Pre-training

Prompt Engineering

Mick McQuaid

University of Texas at Austin

11 Nov 2025

Week TWELVE

Why Pre-training?

So far, we’ve talked a lot about skills and applications, but not so much about fundamental concepts. Now let’s turn our attention to Xiao and Zhu (2025) to learn about fundamental concepts. This is because if we only look at skills and applications, we may overlook why certain things happen. If we examine the fundamentals and see why things happen, we can better extrapolate the examples to our future experiences.

Some prereqs

This chapter mentions several concepts that come from different domains

vectors and matrices: columns (or rows) and arrays of numbers (linear algebra)

maximum likelihood estimation: finding parameter values that make observed data most likely under some assumed model (statistics)

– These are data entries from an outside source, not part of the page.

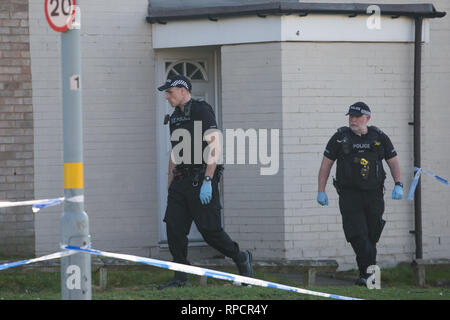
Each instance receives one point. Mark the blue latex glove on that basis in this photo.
(322, 198)
(397, 193)
(206, 192)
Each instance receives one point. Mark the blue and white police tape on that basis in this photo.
(415, 181)
(40, 204)
(205, 272)
(43, 258)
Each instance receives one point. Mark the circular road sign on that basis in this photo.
(60, 14)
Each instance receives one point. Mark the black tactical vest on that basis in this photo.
(359, 163)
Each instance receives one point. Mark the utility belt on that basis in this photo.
(195, 172)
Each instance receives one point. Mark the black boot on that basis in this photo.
(245, 264)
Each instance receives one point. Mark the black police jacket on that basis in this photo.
(359, 163)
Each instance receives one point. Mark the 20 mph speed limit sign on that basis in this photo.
(60, 14)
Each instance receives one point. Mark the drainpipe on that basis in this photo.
(417, 143)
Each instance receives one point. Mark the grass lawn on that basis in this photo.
(397, 284)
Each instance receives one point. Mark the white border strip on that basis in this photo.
(43, 258)
(206, 272)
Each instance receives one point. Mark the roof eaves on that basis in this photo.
(163, 15)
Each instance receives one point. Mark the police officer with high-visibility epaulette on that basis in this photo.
(193, 192)
(359, 150)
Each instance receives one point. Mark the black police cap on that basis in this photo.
(358, 109)
(176, 81)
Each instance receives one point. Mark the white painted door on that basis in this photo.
(199, 65)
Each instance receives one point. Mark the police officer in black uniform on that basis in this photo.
(359, 150)
(193, 193)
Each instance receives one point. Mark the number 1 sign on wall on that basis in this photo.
(60, 14)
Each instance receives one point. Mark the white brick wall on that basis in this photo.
(251, 98)
(119, 135)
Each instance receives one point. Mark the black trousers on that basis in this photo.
(362, 213)
(183, 208)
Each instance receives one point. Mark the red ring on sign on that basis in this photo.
(65, 27)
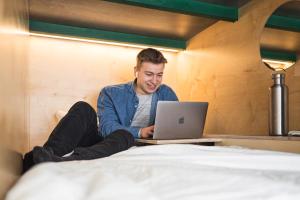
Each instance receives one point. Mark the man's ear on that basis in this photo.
(135, 71)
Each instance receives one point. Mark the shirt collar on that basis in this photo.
(131, 86)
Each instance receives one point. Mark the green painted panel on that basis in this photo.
(285, 23)
(278, 55)
(89, 33)
(190, 7)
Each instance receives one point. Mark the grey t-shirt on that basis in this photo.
(142, 115)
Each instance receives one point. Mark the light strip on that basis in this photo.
(278, 65)
(101, 42)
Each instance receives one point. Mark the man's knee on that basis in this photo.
(124, 136)
(83, 107)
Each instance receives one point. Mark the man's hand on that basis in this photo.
(147, 132)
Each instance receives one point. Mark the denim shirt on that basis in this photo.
(117, 105)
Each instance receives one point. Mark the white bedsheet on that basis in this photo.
(167, 172)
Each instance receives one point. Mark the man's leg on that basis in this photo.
(115, 142)
(77, 128)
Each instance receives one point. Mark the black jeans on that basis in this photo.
(78, 132)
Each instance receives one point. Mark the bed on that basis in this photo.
(175, 171)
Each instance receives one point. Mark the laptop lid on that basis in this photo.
(179, 120)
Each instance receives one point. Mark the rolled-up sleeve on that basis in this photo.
(108, 117)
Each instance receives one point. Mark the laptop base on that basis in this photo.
(179, 141)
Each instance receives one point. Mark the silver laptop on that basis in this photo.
(177, 121)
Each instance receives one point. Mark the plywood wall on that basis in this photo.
(13, 102)
(223, 66)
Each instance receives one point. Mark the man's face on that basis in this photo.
(149, 77)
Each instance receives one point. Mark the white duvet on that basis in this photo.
(167, 172)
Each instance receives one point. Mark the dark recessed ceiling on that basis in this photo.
(119, 17)
(283, 40)
(231, 3)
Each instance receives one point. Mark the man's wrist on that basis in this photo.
(139, 133)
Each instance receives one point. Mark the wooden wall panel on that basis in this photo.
(224, 67)
(13, 99)
(62, 72)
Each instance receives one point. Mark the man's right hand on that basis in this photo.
(147, 132)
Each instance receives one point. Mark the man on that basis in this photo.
(125, 112)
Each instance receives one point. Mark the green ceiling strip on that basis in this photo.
(190, 7)
(89, 33)
(278, 55)
(285, 23)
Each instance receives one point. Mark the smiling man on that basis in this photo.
(132, 106)
(125, 111)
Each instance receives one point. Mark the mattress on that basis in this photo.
(167, 172)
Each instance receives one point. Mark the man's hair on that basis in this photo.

gradient descent: an optimization algorithm that finds the minimum of a function by iteratively moving in the direction of the steepest decrease in the function’s value (calculus)

arg max \(f(x)\): the input \(x\) that produces the maximum value of a function, not the maximum value itself (applied mathematics)

one-hot representation: vector of all zeroes except one one (linear algebra)

Pre-training

Xiao and Zhu (2025) covers a lot of ground but begins with pretraining before explaining the foundations of LLMs. They focus on NLP (natural language processing) tasks because these tasks are where many breakthroughs were made.

Note that they’re mostly talking about transformer models, which were introduced in the famous paper Attention is all you need in 2017, although pre-training is much older.

Outline

Kinds of pre-training
- Unsupervised pre-training
- Supervised pre-training
- Self-supervised pre-training

Self-supervised pre-training tasks
- decoder-only pre-training
- encoder-only pre-training
- encoder-decoder pre-training

Example: BERT

Labeled and unlabeled data

We assume that it’s harder to obtain labeled data than unlabeled data due to the effort involved in labeling. For example, if we want to classify tweets as positive, negative, or neutral, we can ask humans to label some (which constitutes supervision) and use that data as input to a related task, such as rating product reviews as positive, negative, or neutral. This exemplifies supervised pre-training.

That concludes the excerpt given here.